10 years imprisonment for a Japanese journalist in Myanmar

10 years imprisonment for a Japanese journalist in Myanmar

According to a Japanese diplomatic source, the Myanmar judiciary sentenced a Japanese journalist to 10 years in prison on Thursday after finding him guilty of inciting people to rebel against the nation’s ruling military junta and breaking a statute governing electronic communications.

The source, a diplomat at the Japanese embassy in Rangoon, reported that a judge in the Insen Prango jail had given filmmaker Toru Kubota a ten-year term, adding that his fellow countryman’s trial for breaking immigration law “is still underway.”
The country’s commercial centre of Rangoon was hosting a protest against the military council on July 26 when security forces detained Kubota, 26, along with two other citizens of Myanmar.

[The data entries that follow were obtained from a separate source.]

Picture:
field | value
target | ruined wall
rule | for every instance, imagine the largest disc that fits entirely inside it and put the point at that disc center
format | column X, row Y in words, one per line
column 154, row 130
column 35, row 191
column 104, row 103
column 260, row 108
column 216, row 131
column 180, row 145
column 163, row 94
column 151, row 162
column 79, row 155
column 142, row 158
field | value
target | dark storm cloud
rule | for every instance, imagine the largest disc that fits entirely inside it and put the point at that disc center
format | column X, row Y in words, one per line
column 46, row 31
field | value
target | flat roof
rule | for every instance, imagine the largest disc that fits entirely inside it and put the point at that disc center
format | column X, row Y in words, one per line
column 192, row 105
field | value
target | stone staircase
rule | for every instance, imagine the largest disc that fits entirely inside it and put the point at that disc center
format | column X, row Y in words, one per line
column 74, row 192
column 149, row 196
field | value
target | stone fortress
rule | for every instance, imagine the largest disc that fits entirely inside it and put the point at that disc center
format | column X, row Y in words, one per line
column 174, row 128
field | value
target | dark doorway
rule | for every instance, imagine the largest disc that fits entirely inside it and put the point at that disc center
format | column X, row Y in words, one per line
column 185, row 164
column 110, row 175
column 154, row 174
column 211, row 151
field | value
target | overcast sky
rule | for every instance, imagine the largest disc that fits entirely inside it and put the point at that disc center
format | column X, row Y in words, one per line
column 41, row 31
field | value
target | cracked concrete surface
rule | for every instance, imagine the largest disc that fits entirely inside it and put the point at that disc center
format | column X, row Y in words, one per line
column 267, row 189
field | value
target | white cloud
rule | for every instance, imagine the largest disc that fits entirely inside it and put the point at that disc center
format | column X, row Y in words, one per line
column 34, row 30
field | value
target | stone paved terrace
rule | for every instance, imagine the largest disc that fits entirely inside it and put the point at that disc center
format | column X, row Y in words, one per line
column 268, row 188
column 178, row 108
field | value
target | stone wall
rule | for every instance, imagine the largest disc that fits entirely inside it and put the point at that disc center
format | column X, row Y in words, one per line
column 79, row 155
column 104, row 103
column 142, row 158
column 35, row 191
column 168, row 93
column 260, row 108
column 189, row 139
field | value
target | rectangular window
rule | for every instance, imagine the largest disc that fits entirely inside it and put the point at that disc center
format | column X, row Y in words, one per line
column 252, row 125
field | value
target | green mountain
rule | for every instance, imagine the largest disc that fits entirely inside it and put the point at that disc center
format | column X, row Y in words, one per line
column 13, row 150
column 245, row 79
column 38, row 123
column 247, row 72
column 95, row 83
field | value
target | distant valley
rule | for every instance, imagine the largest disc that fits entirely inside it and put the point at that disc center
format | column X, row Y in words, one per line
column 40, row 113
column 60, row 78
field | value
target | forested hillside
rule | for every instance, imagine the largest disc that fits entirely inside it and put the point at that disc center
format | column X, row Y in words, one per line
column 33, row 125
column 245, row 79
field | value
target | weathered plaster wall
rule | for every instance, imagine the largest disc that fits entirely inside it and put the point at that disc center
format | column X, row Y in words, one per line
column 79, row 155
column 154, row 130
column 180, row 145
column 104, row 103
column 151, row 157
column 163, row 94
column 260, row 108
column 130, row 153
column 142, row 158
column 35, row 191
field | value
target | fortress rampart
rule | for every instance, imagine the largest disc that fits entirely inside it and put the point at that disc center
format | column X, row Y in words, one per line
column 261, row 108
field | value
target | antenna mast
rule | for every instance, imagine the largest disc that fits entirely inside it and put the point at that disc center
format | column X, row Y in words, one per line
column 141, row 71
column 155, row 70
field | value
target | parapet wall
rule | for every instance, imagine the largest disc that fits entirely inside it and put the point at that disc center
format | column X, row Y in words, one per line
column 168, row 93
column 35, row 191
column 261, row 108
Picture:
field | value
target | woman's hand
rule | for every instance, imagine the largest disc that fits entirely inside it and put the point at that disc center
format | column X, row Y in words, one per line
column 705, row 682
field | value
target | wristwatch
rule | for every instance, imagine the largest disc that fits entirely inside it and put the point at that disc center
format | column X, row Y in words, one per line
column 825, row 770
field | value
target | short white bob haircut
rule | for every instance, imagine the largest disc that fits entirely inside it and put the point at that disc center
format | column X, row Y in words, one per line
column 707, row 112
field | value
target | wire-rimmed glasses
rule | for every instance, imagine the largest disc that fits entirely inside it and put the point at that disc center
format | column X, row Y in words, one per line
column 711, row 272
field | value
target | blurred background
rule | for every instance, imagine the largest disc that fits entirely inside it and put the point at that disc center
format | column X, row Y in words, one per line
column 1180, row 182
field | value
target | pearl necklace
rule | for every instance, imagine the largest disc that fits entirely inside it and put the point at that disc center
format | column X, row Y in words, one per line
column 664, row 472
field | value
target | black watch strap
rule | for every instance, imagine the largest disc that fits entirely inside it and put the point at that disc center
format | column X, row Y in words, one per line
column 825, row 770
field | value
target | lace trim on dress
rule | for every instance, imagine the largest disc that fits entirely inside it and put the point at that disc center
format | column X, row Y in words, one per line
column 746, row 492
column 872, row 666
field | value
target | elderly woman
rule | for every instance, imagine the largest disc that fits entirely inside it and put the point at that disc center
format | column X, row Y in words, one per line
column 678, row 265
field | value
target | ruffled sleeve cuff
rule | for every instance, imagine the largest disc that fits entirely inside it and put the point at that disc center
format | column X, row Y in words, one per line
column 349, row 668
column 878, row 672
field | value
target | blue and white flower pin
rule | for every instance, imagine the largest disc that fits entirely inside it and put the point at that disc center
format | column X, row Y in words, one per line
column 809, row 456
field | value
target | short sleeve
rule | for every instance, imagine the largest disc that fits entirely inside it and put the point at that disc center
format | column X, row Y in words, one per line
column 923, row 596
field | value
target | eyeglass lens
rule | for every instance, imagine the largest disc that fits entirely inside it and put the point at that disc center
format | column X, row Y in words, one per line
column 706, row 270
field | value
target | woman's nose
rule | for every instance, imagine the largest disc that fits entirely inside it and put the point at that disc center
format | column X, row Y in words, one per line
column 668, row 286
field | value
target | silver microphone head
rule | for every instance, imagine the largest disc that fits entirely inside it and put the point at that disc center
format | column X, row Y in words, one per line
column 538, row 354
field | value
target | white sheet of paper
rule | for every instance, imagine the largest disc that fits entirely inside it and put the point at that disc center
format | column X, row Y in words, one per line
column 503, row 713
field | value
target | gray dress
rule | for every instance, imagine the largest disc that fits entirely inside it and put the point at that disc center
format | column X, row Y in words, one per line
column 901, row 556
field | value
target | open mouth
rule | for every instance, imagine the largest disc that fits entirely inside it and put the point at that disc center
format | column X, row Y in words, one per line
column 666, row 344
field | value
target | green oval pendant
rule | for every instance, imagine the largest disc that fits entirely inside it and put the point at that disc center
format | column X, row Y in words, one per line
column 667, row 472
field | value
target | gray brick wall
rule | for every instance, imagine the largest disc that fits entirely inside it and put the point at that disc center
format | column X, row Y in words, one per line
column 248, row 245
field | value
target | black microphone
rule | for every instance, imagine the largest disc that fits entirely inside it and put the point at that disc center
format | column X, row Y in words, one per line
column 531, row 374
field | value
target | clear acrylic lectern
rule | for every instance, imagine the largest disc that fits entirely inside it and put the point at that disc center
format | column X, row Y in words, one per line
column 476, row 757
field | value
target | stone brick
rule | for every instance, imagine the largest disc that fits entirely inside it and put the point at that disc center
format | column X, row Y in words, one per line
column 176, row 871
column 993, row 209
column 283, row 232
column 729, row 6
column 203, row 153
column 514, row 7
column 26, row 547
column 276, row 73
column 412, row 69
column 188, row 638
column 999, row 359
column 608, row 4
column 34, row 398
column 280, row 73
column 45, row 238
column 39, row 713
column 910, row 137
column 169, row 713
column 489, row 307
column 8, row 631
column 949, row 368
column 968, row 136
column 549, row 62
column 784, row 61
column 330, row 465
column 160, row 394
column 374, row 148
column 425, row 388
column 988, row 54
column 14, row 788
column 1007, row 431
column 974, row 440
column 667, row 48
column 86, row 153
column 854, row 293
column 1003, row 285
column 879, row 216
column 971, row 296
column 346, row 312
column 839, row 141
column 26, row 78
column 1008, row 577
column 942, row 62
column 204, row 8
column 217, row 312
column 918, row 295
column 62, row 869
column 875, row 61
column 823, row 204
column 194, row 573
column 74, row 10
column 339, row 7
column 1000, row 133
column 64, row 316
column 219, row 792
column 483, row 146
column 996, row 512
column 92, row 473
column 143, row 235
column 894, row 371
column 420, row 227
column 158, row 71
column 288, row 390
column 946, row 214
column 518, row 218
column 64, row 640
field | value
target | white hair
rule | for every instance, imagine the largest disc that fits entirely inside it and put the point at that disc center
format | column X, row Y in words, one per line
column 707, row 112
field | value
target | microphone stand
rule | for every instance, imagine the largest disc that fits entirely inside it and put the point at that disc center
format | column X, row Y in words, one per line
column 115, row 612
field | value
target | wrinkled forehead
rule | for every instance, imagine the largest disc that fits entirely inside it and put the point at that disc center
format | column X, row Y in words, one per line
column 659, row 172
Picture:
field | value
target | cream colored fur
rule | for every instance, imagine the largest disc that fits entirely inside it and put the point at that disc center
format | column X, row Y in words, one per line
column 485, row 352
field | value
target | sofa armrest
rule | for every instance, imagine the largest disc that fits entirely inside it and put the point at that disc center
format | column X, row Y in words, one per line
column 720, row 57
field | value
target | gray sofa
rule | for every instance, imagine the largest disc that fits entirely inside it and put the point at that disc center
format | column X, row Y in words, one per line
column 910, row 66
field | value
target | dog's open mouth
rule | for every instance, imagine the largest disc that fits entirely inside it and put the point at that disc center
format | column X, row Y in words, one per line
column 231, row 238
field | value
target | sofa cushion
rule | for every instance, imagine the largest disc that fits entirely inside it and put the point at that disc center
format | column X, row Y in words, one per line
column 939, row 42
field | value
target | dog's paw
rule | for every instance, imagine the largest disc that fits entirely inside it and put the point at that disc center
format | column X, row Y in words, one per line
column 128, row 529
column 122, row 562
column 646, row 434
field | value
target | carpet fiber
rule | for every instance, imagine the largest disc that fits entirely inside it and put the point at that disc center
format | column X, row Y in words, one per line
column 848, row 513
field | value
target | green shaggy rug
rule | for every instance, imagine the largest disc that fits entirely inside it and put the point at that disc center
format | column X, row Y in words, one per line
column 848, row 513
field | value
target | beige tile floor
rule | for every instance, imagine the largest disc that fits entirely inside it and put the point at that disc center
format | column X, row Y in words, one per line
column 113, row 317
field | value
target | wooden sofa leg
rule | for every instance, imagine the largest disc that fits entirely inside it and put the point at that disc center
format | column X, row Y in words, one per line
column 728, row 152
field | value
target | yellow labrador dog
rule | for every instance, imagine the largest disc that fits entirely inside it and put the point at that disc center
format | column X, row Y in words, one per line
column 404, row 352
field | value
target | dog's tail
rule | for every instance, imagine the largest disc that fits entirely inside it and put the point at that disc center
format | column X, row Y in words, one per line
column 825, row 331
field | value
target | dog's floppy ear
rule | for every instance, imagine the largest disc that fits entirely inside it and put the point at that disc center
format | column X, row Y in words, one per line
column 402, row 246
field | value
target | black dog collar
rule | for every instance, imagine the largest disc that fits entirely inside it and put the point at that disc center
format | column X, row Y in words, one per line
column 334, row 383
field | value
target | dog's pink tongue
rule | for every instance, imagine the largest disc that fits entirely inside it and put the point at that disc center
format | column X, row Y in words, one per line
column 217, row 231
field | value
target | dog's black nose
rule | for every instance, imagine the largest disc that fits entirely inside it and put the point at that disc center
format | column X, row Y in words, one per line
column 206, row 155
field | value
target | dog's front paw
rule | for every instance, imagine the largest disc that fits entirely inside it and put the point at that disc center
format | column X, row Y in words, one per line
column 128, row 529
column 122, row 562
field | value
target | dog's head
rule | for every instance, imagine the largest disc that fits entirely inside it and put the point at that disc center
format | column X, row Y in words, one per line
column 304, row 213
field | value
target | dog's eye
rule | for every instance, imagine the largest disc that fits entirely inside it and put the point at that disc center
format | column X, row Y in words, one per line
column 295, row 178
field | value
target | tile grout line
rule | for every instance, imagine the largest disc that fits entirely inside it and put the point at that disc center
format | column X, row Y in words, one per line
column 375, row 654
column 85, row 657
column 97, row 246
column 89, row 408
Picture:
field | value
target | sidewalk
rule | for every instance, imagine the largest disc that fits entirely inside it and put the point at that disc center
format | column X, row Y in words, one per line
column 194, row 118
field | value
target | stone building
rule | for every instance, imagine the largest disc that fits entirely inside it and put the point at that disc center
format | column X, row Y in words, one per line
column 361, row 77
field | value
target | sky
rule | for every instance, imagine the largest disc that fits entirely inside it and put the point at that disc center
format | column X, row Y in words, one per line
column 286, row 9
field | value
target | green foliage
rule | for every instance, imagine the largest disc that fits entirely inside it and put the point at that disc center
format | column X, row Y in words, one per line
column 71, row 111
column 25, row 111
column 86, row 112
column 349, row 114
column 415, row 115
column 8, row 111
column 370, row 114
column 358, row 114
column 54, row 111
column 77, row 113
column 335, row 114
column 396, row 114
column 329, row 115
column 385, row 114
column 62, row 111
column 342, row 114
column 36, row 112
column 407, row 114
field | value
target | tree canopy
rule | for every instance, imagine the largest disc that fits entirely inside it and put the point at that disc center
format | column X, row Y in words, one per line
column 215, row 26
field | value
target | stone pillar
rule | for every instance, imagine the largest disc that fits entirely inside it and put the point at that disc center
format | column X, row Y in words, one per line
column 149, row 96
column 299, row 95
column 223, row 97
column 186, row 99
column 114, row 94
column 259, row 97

He was initially accused of violating both an immigration statute and a rule that makes it illegal to urge people to rebel against the military council in power.
According to Kubota’s Film Freeway page, the Japanese videographer has previously produced movies about “refugees, and ethnic issues in Myanmar,” as well as the plight of the Muslim Rohingya minority.
The governing military council cracked down on press freedoms, detained journalists and cameramen, and revoked some broadcasting licences.

A Japanese journalist was sentenced to 10 years in prison in Myanmar.